Med School Students Taught Guns As Public Health Issue

I’m not a doctor, nor have I ever played one on TV.

I am, however, somewhat knowledgeable about firearms and their impact on society. I mean, it’s kind of what I talk about all day long, after all. I should know a few things about it.


Doctors, however, don’t. While they know more about which symptoms mean which disease at any given time than I do, they’re not necessarily more knowledgeable about guns, gun violence, or anything else on the topic. Just because they might treat a gunshot wound doesn’t necessarily mean they know more about guns and how society is impacted by them.

There are a lot of doctors who disagree. Some disagree because they know a lot about the subject outside of their profession. Others disagree because they’re doctors and they think they know everything. Some disagree for still other reasons, of course, but those are the big two I’ve encountered.

That second group likes to argue that guns are a public health issue and dismiss any disagreement simply as ignorance from the plebian masses. How dare we disagree with doctors!

Expect it to get worse, too. After all, some are now being taught just that in medical school.

Public health problems are numerous — plagues, pollution, malnutrition — all of them have demonstrable impacts on the growth and development of children and the overall wellbeing of individuals and our communities. But guns are tools, not pathogens. So why are medical schools teaching their students that guns are a public health problem?
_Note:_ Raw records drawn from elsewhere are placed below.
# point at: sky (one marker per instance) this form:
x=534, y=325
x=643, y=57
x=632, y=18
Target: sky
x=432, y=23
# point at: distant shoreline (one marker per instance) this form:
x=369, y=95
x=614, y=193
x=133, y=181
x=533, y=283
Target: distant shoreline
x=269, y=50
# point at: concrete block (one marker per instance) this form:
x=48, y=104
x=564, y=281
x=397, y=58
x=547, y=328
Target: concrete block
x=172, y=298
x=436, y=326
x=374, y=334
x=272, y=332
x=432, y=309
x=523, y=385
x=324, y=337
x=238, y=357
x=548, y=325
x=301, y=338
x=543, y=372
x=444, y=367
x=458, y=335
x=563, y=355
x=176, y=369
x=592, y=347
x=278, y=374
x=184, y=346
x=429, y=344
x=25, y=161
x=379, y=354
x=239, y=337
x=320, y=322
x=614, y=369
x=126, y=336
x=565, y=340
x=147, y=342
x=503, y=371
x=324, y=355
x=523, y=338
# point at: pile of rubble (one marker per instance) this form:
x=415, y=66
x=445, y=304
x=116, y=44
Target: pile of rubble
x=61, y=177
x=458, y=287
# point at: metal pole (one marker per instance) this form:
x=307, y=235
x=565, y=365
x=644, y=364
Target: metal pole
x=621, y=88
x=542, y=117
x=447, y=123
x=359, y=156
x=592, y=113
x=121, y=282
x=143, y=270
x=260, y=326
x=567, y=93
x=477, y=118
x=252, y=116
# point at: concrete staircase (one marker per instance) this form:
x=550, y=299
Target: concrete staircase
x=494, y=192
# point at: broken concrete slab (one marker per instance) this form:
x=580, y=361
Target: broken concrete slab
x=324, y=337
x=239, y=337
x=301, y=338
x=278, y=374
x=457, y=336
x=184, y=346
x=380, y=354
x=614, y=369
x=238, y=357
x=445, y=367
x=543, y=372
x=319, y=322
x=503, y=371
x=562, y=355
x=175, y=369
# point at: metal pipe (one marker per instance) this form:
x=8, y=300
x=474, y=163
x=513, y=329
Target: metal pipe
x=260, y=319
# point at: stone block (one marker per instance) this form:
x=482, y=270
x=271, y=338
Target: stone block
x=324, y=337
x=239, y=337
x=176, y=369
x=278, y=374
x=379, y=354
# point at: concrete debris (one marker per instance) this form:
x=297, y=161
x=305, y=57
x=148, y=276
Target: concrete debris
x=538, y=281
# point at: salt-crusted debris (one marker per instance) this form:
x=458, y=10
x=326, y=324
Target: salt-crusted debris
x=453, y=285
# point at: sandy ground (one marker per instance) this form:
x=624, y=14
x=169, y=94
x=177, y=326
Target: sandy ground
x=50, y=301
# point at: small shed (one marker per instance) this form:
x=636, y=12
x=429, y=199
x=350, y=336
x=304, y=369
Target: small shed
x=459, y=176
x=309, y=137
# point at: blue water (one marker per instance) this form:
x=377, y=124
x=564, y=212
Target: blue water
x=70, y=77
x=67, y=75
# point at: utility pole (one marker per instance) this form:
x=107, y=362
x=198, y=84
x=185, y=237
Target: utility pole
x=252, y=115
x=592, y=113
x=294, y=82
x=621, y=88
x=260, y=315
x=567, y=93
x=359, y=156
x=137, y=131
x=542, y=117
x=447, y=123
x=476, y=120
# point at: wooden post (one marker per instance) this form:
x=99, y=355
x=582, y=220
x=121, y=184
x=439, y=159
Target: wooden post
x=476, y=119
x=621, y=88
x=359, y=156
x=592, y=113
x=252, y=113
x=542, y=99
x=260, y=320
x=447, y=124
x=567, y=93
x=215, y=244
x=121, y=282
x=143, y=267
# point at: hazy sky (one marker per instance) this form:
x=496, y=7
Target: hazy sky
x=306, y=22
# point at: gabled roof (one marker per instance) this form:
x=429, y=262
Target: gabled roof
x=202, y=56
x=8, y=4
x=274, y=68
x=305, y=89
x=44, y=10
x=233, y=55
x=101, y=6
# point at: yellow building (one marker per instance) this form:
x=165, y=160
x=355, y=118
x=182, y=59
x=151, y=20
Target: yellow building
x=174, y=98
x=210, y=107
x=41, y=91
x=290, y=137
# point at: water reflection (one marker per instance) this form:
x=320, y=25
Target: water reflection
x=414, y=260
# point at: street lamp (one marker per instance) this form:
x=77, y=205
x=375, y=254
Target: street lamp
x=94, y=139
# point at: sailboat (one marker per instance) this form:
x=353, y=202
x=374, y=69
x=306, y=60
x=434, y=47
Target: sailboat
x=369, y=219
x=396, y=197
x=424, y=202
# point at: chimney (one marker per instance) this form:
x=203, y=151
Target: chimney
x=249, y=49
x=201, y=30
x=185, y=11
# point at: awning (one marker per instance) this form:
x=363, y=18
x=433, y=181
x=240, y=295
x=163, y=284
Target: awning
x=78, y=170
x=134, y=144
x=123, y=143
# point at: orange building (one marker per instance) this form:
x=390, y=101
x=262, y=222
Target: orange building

Researchers from the medical school at Washington University in Saint Louis “developed a multidisciplinary curriculum to train surgical residents so that they can best treat victims of firearm violence and feel confident in contributing to the national conversation on firearm violence as a public health problem.” The curriculum is titled Anatomy of Gun Violence and is, from the authors’ perspective, “the first effort to teach surgical residents about firearm violence as a disease process within its social context.”

While one of the curriculum’s goals  – reducing the likelihood of surgeons depersonalizing gunshot victims – is certainly noble, the curriculum’s premise conflates cause and effect by supposing that firearms-induced harm is self-generated and not the result of other criminal ends such as drug dealing or other inherently violent crimes. Blaming the tool used for the harm caused won’t resolve the issue of violence in crime-plagued communities, so it makes little sense to focus on firearms when the focus should be on providing social services or reducing the underlying causes of primary criminal activity.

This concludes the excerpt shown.